Uma nova ferramenta computacional baseada em aprendizado permite identificar mais rapidamente moléculas ainda desconhecidas em extratos naturais. Baseado na teoria da decisão, ela aprende a "pensar" como um especialista cruzando os resultados de vários softwares de análise química para classificar os compostos presentes e destacar aqueles nunca identificados anteriormente. Uma abordagem poderosa para explorar os segredos ainda desconhecidos da biodiversidade.
A natureza esconde uma infinidade de moléculas potencialmente úteis (medicamentos, aromas, materiais...) e muitas delas ainda não foram identificadas. Mas descobri-las é como procurar uma agulha... num palheiro de dados! Os químicos em busca de novas moléculas naturais baseiam-se na espectrometria de massa, uma técnica que mede a massa dos fragmentos de uma molécula quando ela se decompõe após ionização. A maneira como uma molécula se quebra e a massa de seus fragmentos, medida com precisão pelo aparelho, dependem diretamente de sua estrutura química.
Ao comparar essas "assinaturas espectrais" com as de moléculas conhecidas, pode-se deduzir a composição da amostra e às vezes até identificar novos compostos. Essas análises geram montanhas de dados que precisam ser interpretados. Até agora, os cientistas tinham que comparar manualmente os resultados de vários softwares que atribuem um sinal a uma estrutura, cada um baseado em bancos de dados e modelos diferentes, que nem sempre concordam, com o risco de perder uma descoberta.
Para sair desse impasse, uma equipe interdisciplinar de químicos e informáticos do CNRS, da Universidade Paris-Saclay e da Universidade Paris Sciences & Lettres criou o MS2DECIDE, um programa que atua como árbitro inteligente entre essas ferramentas. Inspirado na teoria da decisão, ele aprende a combinar os resultados dos diferentes softwares levando em conta sua confiabilidade e grau de concordância, como faria um especialista humano.
O programa calcula assim uma pontuação de "
knownness", que permite classificar todas as moléculas presentes em uma amostra natural de acordo com sua probabilidade de já serem conhecidas e registradas nos bancos de dados. Quanto menor essa pontuação, maior a chance da molécula ser nova.
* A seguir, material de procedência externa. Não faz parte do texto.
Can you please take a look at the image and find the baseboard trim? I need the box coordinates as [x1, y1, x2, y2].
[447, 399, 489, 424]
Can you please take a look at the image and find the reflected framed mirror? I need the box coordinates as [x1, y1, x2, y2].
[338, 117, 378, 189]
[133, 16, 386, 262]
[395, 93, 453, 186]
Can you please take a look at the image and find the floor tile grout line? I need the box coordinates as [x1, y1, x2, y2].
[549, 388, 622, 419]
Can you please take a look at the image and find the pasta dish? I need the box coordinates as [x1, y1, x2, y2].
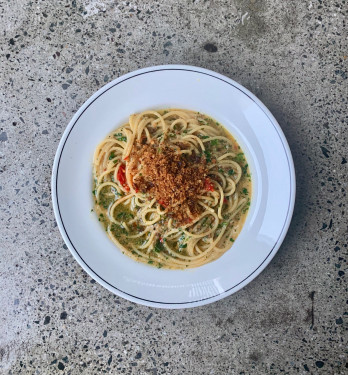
[93, 109, 252, 269]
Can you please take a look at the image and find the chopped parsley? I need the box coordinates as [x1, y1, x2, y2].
[154, 240, 164, 253]
[114, 133, 127, 142]
[116, 212, 134, 221]
[234, 152, 245, 163]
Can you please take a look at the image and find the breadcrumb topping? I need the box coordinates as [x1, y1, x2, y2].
[129, 140, 207, 225]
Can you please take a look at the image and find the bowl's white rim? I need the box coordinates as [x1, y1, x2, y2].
[51, 65, 296, 309]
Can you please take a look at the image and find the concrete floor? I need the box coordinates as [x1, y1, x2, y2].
[0, 0, 348, 375]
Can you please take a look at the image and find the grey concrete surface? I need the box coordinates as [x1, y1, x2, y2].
[0, 0, 348, 375]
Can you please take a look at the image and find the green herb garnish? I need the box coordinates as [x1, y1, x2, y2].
[154, 240, 164, 253]
[235, 152, 245, 163]
[114, 133, 127, 142]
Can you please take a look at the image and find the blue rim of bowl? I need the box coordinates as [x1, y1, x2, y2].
[51, 65, 296, 308]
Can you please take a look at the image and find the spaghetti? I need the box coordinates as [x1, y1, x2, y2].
[93, 109, 251, 269]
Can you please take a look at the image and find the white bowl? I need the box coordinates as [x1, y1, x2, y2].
[52, 65, 295, 308]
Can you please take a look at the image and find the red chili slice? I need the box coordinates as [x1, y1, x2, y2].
[158, 200, 166, 207]
[204, 178, 214, 191]
[117, 164, 130, 191]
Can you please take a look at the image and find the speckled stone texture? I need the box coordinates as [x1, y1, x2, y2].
[0, 0, 348, 375]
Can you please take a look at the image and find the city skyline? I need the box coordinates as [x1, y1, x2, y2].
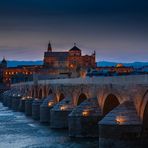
[0, 0, 148, 62]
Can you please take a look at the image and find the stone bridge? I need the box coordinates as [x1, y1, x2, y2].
[5, 75, 148, 147]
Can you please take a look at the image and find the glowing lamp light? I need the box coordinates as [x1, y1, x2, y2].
[116, 116, 126, 124]
[60, 106, 67, 110]
[27, 96, 30, 99]
[48, 102, 53, 107]
[82, 110, 89, 117]
[22, 97, 25, 100]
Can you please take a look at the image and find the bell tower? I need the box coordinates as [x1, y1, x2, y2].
[47, 41, 52, 52]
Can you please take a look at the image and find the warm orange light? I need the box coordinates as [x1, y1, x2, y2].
[70, 64, 74, 68]
[116, 116, 126, 124]
[82, 110, 89, 117]
[60, 106, 67, 110]
[48, 102, 53, 107]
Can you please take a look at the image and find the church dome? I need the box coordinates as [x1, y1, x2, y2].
[69, 45, 81, 51]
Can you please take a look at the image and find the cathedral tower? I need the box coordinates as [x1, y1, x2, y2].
[47, 42, 52, 52]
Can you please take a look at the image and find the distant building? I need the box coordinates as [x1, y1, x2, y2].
[44, 43, 96, 74]
[1, 43, 96, 85]
[0, 58, 7, 83]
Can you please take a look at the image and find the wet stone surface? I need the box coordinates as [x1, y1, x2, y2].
[0, 103, 98, 148]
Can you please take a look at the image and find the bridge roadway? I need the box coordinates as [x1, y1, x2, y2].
[4, 75, 148, 147]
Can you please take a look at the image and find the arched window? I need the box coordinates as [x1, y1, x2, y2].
[77, 93, 87, 105]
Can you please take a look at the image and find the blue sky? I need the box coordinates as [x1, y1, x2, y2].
[0, 0, 148, 62]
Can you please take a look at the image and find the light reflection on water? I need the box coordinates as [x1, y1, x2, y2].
[0, 103, 98, 148]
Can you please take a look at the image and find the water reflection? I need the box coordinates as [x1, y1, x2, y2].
[0, 104, 98, 148]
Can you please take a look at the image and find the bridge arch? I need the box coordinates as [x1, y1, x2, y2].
[139, 90, 148, 120]
[58, 93, 65, 102]
[103, 94, 120, 116]
[48, 88, 53, 96]
[77, 93, 87, 105]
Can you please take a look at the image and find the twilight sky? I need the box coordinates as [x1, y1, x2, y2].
[0, 0, 148, 62]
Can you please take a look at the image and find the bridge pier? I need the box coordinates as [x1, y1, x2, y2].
[32, 99, 43, 120]
[68, 98, 102, 137]
[11, 96, 21, 111]
[40, 95, 55, 123]
[99, 101, 142, 148]
[50, 98, 74, 128]
[25, 98, 34, 116]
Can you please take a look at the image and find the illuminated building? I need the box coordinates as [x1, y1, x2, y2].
[44, 43, 96, 74]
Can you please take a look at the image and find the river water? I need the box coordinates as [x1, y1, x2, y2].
[0, 103, 98, 148]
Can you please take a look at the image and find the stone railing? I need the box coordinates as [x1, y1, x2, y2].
[12, 75, 148, 87]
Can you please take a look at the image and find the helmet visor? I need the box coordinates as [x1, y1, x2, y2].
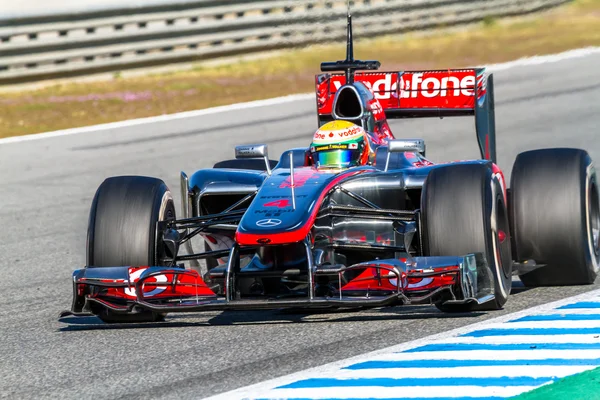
[314, 149, 361, 168]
Testado em cerca de cem compostos misturados em uma amostra "artificial", incluindo seis nunca identificados, o MS2DECIDE classificou todas as novas moléculas nas dez primeiras posições. Em um segundo teste, desta vez real, ele foi aplicado a uma amostra de uma planta africana,
Pleiocarpa mutica, conhecida por conter alcaloides indolomonoterpênicos, moléculas naturais complexas com propriedades biológicas frequentemente notáveis (antitumorais, antimalariais, analgésicas...). O programa destacou um alcaloide inédito cujas propriedades poderão agora ser avaliadas.
A ferramenta, apresentada na revista
Chemistry-Methods, poderia transformar a prospecção química. A longo prazo, cada laboratório poderia até ajustar o MS2DECIDE, em acesso livre, ao seu próprio know-how, para que a máquina adote o "olhar" do químico. Uma aliança promissora entre raciocínio humano e inteligência algorítmica.